E soprattutto quell’inquadratura televisiva che ce lo mostrò, nella sua cappella privata, abbracciato al legno della Croce nell’ultimo venerdì della Passione di Gesù (in pratica otto giorni prima di morire), durante la Via Crucis del Colosseo, cui non poté presenziare di persona. Se davvero esiste la categoria delle immagini che riassumono una vita, quella vi fa parte di diritto, anzi ne è in qualche modo il prototipo.
Perché la croce ha “spogliato” prima l’uomo Karol Wojtyla, poi il pontefice Giovanni Paolo II di tutto ciò che aveva, dagli affetti alla prestanza fisica.

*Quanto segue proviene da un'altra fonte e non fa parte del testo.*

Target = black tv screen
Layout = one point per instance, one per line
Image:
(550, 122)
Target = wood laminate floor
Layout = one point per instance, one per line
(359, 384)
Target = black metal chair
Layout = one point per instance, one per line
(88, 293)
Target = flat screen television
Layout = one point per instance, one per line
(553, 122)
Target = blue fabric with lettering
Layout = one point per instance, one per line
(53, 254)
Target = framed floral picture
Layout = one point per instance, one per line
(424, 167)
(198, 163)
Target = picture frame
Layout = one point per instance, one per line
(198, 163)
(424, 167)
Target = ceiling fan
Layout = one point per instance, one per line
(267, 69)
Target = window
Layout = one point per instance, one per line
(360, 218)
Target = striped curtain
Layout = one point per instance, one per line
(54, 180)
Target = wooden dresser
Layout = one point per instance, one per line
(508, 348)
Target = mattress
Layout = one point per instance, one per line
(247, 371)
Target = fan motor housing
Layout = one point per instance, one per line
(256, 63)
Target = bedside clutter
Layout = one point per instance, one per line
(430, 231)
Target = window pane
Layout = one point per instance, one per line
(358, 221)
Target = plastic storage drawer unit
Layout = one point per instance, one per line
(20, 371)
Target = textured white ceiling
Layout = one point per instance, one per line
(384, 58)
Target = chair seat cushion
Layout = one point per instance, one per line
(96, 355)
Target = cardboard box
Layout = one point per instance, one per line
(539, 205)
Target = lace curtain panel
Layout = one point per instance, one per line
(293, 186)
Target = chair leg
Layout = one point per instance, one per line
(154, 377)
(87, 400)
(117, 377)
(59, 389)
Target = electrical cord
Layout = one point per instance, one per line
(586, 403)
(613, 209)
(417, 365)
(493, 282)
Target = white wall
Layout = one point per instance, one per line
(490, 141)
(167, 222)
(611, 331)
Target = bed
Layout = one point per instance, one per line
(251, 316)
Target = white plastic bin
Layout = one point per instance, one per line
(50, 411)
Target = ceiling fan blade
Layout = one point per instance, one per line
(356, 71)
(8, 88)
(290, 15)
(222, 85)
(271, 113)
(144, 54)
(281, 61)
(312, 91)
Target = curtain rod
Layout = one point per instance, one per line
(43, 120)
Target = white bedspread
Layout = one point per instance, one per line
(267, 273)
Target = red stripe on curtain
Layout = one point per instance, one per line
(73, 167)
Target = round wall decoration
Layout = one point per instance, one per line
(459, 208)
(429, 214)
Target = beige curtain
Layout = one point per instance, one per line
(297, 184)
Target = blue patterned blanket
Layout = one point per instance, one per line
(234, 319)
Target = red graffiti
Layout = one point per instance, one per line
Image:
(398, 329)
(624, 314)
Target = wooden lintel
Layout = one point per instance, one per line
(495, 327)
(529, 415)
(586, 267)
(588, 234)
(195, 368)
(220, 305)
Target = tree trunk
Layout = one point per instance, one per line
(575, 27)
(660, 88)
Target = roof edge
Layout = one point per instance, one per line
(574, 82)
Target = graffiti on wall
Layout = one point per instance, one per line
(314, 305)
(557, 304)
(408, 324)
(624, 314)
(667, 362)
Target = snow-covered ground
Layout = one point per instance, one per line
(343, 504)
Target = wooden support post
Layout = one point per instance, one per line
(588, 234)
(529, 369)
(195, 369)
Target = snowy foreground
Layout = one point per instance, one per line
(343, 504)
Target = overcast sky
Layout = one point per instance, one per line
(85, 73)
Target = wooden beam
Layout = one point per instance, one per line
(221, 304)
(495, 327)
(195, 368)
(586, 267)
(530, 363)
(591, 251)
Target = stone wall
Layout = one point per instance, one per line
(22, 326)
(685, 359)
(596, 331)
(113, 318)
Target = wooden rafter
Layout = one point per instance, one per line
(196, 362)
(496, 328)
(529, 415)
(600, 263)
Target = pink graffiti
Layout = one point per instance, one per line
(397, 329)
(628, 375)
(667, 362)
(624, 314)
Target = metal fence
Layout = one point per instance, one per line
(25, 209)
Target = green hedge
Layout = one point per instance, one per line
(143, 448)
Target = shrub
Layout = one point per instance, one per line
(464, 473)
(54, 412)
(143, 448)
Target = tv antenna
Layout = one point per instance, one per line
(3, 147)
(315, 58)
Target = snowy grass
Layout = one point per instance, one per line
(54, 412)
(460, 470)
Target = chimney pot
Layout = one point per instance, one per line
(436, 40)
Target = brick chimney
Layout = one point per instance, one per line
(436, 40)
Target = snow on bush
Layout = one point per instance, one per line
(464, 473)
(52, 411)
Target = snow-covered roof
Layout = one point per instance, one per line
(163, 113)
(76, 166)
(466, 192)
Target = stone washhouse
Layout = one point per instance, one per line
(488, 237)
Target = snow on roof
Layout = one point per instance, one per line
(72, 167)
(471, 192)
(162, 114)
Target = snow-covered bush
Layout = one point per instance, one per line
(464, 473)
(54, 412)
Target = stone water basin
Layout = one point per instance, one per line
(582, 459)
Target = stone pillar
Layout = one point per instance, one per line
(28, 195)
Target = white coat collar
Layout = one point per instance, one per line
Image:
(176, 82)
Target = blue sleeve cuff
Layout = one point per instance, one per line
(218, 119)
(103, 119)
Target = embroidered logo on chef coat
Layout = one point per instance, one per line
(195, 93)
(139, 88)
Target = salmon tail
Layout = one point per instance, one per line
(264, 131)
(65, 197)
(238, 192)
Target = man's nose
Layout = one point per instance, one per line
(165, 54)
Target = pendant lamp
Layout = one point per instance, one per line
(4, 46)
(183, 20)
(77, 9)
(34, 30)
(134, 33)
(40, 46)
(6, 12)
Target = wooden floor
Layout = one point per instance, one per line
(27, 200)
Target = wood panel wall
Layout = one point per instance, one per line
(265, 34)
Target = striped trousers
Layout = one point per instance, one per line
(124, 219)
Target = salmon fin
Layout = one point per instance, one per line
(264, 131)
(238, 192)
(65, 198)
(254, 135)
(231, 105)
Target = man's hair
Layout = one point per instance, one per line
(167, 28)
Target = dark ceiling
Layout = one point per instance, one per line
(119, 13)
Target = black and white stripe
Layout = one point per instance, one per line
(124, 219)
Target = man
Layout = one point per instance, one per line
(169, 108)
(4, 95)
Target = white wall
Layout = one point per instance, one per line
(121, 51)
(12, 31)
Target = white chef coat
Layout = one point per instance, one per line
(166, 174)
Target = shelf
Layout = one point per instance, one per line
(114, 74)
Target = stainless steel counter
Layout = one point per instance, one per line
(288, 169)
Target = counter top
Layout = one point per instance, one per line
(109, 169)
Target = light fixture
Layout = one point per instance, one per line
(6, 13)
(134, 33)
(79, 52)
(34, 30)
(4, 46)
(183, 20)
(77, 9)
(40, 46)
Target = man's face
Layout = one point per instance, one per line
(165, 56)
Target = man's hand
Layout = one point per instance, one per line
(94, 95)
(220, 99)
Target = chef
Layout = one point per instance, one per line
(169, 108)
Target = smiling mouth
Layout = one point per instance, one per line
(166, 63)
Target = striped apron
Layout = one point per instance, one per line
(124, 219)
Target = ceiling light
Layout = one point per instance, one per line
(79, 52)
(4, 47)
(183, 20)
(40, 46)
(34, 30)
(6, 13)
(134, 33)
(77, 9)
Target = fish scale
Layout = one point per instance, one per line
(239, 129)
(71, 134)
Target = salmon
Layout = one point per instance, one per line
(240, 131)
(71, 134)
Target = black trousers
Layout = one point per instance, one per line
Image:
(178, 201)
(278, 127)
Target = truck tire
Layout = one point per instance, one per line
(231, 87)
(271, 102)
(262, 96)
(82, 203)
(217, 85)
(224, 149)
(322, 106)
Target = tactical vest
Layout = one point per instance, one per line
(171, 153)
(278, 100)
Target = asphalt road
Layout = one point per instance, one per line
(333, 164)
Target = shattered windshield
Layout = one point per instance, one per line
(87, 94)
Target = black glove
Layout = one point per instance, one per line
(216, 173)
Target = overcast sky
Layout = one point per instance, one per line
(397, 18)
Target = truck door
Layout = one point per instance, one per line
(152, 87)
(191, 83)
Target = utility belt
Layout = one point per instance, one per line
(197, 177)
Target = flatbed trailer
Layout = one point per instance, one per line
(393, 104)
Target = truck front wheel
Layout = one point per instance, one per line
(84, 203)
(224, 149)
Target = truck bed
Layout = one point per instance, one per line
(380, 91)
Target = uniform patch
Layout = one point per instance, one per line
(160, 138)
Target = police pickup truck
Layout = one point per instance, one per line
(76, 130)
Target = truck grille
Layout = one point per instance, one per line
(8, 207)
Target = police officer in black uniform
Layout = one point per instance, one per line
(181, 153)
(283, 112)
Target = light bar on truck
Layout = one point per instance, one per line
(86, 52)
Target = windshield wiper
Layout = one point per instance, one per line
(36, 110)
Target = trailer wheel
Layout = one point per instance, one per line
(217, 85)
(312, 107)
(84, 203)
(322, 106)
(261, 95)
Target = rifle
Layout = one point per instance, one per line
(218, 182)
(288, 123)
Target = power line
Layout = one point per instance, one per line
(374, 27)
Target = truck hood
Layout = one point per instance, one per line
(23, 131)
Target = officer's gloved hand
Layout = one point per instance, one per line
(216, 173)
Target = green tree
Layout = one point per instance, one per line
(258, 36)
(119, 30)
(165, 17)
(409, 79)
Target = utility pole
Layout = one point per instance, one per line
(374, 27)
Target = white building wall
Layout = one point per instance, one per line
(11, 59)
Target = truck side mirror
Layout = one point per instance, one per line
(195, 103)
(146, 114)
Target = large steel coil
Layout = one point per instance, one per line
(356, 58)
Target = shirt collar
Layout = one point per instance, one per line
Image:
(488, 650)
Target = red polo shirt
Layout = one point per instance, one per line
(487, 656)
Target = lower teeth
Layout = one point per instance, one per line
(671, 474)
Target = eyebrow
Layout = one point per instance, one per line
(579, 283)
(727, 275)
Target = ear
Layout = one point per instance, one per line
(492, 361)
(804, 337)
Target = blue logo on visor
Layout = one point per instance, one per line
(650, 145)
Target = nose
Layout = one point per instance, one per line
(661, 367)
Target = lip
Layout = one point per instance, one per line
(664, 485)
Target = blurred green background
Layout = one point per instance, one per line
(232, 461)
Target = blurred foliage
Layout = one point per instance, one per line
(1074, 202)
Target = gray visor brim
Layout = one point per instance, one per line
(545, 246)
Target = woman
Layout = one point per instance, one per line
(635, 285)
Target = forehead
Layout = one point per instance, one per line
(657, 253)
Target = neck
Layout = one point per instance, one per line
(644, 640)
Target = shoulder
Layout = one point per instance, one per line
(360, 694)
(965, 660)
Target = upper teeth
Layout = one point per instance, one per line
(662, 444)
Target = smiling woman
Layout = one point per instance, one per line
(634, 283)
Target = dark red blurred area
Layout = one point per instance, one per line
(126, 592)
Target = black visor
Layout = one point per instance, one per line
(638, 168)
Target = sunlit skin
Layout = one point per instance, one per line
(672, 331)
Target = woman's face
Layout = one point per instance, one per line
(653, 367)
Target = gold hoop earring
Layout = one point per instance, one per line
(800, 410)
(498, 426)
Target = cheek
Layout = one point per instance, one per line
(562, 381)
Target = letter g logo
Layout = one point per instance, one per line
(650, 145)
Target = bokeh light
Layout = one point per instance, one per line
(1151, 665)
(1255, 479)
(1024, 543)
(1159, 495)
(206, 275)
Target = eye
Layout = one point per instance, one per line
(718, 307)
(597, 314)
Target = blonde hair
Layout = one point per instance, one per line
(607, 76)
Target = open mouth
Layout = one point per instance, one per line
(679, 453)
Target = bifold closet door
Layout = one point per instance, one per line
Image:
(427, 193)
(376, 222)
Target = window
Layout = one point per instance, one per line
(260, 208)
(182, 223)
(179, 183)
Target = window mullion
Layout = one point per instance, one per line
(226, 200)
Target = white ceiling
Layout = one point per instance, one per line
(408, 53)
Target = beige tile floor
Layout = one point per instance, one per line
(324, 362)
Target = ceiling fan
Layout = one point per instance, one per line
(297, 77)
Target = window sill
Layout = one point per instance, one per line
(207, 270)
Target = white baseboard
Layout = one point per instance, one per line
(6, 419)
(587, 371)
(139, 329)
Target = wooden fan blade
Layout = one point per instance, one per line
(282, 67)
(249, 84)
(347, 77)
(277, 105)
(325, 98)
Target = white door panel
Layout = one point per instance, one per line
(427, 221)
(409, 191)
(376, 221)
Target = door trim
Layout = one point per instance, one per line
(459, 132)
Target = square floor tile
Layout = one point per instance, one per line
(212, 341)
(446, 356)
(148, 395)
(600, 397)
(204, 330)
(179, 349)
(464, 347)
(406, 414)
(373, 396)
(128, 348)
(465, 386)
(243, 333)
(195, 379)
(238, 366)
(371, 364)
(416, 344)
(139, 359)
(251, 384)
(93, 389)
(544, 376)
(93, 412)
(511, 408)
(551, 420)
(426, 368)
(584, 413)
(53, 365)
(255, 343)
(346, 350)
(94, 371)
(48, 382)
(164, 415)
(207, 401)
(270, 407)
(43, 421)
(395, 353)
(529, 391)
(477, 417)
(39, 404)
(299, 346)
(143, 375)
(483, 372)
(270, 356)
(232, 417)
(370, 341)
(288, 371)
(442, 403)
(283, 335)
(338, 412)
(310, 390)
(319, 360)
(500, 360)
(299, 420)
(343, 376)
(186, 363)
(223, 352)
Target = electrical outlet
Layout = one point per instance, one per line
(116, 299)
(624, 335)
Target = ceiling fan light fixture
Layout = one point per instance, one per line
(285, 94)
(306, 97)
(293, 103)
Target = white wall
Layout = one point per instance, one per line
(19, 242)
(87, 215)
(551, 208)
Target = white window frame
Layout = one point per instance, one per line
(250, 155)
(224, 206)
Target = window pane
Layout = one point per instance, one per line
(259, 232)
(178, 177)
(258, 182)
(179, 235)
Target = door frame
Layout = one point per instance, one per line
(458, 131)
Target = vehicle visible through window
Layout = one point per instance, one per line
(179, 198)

A vent’anni era già solo al mondo avendo perso la madre, un fratello amatissimo e il padre che era l’ultimo dei familiari rimastigli. Andando avanti negli anni, sperimentò sulla sua pelle gli orrori della Seconda guerra mondiale (fu anche a un passo dalla morte, investito da un camion militare tedesco sul ciglio della strada) e le angherie del regime comunista. E una volta eletto Pontefice subì il devastante attentato del 13 maggio 1981, dal quale si salvò – sono le sue stesse parole – perché «una mano materna aveva deviato il proiettile» a colpo sicuro di Ali Agcà.